Article

Hiding behind your parent

25th March 2024

A woman in a business suit sitting at a table with colleagues during a employment appeal tribunal.

In Fasano v Reckitt Benckiser Group (1) and Reckitt Benckiser Health (2) the Employment Appeal Tribunal (“EAT) somewhat reluctantly made a finding that had the consequence of leaving the claimant without a remedy, despite a discriminatory act occurring. The conclusion reached was that a discriminatory decision made by a parent company, and which impacted on an employee of a subsidiary, could not be attributed to the subsidiary – the actual employer.

The employee in question was employed by Reckitt Benckiser Health Ltd (“RBH”) and was awarded shares and options under RBH’s parent company, Reckitt Benckiser Group plc’s (“RBG”) long-term incentive plan (“LTIP). The vesting of these shares and options were dependent on RBG’s performance between 1 January 2017 and 31 December 2019.
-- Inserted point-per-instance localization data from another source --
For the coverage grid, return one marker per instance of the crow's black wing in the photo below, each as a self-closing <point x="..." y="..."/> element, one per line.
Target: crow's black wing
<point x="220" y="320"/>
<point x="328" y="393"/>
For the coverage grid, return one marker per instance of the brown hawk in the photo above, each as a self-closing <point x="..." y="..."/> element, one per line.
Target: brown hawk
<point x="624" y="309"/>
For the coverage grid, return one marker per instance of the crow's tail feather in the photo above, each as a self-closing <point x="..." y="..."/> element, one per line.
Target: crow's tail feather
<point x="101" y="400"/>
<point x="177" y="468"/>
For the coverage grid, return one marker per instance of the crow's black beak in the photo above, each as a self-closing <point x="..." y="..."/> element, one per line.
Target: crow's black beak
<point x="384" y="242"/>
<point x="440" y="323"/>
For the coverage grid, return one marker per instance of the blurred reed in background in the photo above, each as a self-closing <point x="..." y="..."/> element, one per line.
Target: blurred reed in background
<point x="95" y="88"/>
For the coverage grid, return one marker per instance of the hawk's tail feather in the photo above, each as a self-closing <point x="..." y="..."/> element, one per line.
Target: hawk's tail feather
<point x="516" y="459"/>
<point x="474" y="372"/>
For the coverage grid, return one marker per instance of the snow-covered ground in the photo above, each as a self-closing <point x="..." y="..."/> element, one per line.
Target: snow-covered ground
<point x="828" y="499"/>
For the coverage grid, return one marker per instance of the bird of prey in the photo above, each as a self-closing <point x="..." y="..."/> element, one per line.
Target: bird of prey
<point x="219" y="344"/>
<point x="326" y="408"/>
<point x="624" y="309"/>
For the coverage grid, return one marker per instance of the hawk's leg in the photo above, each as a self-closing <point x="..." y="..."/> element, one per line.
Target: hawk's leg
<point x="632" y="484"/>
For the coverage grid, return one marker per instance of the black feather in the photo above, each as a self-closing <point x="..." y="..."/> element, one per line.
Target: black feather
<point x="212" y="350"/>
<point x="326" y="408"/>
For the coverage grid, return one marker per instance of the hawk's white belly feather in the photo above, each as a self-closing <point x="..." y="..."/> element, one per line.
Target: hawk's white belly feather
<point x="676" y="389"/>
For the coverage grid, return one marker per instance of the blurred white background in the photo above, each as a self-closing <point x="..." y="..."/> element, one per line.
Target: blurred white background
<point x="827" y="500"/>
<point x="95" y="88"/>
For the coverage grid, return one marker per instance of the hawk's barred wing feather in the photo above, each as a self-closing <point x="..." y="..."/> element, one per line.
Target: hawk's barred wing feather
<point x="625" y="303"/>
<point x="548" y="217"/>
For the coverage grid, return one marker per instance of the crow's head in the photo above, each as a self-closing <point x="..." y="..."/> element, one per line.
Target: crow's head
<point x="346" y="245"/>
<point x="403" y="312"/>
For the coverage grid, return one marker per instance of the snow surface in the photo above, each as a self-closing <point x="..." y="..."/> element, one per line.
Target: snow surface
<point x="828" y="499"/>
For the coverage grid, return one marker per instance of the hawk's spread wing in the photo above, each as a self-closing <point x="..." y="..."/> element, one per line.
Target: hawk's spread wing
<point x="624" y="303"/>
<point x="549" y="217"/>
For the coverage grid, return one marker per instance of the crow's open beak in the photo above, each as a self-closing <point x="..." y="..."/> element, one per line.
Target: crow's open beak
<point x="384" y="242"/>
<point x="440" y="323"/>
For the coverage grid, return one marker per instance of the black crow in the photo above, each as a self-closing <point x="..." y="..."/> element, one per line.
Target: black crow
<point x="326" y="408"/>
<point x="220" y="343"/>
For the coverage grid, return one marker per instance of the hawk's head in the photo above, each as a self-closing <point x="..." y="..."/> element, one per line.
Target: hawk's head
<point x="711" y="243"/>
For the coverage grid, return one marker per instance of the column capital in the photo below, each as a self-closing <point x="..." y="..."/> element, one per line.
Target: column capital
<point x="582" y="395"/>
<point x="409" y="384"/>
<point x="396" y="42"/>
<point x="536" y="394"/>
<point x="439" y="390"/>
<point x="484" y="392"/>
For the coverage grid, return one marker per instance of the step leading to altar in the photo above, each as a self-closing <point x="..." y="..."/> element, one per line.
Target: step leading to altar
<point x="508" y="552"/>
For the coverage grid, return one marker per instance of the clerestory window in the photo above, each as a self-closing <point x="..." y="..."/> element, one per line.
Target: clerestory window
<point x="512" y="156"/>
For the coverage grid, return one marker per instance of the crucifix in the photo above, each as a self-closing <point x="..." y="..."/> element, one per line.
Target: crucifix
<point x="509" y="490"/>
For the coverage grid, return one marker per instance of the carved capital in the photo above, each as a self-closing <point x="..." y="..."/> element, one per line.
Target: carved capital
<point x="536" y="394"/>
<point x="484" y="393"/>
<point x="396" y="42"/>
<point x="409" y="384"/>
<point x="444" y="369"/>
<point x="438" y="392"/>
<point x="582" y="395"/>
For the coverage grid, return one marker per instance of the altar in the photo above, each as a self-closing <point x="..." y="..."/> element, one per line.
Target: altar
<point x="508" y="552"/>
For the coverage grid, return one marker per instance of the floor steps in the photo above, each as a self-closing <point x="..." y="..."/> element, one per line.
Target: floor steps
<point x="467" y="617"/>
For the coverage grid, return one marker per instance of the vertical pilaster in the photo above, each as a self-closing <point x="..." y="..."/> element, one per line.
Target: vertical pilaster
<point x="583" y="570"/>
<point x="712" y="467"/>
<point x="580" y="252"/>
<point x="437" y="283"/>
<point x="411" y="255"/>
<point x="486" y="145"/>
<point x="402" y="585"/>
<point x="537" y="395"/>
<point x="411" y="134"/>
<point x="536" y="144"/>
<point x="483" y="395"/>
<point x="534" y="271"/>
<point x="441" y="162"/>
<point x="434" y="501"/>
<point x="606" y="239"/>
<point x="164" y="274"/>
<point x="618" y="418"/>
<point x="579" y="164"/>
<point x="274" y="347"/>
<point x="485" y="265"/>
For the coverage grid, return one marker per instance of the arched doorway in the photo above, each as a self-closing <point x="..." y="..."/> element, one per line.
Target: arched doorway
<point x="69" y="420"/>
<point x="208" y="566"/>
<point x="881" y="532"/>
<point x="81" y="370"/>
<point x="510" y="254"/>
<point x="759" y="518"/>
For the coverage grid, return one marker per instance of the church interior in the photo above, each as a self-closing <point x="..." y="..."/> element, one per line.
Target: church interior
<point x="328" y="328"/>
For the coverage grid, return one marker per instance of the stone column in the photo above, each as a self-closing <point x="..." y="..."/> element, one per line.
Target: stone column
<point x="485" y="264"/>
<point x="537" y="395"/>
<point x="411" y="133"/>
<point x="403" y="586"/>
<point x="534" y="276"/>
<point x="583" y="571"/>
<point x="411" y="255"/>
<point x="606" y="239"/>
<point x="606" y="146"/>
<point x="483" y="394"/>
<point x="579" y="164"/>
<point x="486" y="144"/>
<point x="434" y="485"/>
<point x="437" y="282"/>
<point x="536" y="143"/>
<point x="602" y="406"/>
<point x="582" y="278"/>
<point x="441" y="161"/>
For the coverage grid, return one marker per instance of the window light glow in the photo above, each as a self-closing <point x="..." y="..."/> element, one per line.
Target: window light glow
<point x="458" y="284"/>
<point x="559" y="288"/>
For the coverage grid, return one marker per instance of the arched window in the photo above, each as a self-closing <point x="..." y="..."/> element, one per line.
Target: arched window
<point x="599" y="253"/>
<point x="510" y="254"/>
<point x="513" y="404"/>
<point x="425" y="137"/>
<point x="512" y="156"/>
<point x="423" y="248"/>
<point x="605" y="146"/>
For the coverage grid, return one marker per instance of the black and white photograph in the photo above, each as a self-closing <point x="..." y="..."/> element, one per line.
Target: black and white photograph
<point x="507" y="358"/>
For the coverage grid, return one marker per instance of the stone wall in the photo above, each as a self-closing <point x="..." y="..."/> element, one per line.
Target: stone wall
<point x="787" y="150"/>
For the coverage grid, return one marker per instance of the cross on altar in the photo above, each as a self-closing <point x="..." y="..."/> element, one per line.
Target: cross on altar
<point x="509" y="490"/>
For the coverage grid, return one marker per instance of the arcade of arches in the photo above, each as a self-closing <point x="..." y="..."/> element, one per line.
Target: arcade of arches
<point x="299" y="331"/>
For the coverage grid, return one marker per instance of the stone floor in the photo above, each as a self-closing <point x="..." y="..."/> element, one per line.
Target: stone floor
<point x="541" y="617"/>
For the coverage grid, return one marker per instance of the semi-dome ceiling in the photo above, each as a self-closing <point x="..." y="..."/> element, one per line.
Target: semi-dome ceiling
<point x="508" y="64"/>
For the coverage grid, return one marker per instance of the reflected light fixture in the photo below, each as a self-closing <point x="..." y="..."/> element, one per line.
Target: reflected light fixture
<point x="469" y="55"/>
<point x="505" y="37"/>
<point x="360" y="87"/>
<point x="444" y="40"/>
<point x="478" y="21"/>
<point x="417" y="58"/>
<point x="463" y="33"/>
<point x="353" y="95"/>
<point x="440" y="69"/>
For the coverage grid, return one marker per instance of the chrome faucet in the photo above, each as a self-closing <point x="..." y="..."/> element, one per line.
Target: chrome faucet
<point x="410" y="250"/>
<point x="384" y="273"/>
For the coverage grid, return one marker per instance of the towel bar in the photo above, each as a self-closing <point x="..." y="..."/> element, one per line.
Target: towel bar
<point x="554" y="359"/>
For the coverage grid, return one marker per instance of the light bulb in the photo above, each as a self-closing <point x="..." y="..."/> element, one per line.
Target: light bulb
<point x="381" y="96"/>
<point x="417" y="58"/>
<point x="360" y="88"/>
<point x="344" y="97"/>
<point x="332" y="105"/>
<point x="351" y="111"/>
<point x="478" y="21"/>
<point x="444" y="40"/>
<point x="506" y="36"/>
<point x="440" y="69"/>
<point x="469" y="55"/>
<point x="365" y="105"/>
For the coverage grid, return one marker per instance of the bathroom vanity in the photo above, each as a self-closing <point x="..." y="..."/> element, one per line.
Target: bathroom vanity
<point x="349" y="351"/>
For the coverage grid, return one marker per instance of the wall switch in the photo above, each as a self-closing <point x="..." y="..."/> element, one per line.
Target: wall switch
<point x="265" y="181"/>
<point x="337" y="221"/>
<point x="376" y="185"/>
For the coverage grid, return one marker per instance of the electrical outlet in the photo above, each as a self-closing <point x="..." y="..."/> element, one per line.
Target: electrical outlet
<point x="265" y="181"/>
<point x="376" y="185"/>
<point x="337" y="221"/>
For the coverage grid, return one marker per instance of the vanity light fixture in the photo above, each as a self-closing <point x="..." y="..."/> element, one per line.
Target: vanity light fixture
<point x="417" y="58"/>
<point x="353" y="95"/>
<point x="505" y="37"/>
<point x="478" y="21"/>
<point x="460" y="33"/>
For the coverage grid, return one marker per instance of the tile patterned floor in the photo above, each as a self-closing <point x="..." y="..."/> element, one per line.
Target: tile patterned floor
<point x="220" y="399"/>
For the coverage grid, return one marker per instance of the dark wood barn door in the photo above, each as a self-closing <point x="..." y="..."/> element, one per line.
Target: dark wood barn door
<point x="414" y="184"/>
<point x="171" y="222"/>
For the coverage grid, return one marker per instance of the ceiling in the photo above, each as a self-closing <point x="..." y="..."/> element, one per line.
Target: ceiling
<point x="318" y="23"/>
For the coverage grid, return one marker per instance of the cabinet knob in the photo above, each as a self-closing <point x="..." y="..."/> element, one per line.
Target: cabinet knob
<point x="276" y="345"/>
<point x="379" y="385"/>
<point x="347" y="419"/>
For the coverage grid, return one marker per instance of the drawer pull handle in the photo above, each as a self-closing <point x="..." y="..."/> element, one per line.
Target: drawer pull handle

The employee retired on 30 June 2019 and for the purposes of the LTIP was classed as a good leaver, which meant he would be entitled to a pro-rated amount under the LTIP. Unfortunately for the employee, the performance of RBG in the relevant period was such that no awards under the LTIP would vest.

In order to retain existing senior employees of the group, RBG changed the rules of the LTIP – the change being that for those employed on 18 September 2019, 50% of the award would vest regardless of RBG’s performance. As the employee had retired on 30 June 2019 he did not benefit from this change and so didn’t receive an award under the LTIP. It was estimated that under the changed scheme his award would have been around £1.2m.

The employee brought an indirect age discrimination claim. The employment tribunal (“ET) found that the claim failed as the PCP – as identified by the employee – of being employed on 18 September 2019 was a proportionate means of achieving a legitimate aim, namely retaining senior staff. The ET also found that RBG was acting as an agent for RBH – the employer – and so both companies could potentially have been liable.

The EAT agreed with the ET’s outcome but for entirely different reasons – in fact the EAT determined that the ET was wrong on the justification point. The EAT accepted that the LTIP change was a means of retaining staff, which was a legitimate aim, however the PCP that caused the disadvantage – namely the date at which an employee had to been employed on in order to benefit from the changes – was not a means for achieving that aim as those excluded had already left employment and so could not be retained. Therefore the legitimate aim of retaining staff was not capable of justifying the PCP.

The main point of the EAT decision was that it was the parent company, RBG, who had made the change to the LTIP and there was no evidence that RBG were acting as RBH’s agent in making those changes.

Therefore the employer, RBH, could not be liable, even if the other points had succeeded. The law around agency is complex and there’s not one clear indicator of where agency applies, rather you have to look at the facts as a whole. One essential feature of agency, however, is that the principal; in this case RBH, authorises the act by the agent, which was not the case here. Just because the companies were in the same group and RBG made decisions for the benefit of RBH was not enough to establish agency.

The EAT also indicated that, due to the “unpalatable” outcome here it may be that parliament needs to look at the lacuna in the law that this case highlights – albeit the EAT did suggest that the claim could have been presented in an alternative way which might have yielded a different result but did not elaborate on what this alterative way could be.

Key takeaways:

  1. Where any PCP is used, ensure that the PCP itself is actually a proportionate means of achieving a legitimate aim, or put another way, the PCP itself must be justified, not simply the overall change(s) being made. In this case the PCP was not in fact a means, let alone a proportionate means, of achieving the legitimate aim of retaining staff, it was simply an arbitrary date at which an employee had to be employed to benefit from the LTIP changes.
  2. It cannot be assumed that a parent company or other group company is acting as agent for the employing company, as in many cases it may well not be. Therefore, it could be that discriminatory decisions made by a parent company will not fix the actual employer company with legal responsibility.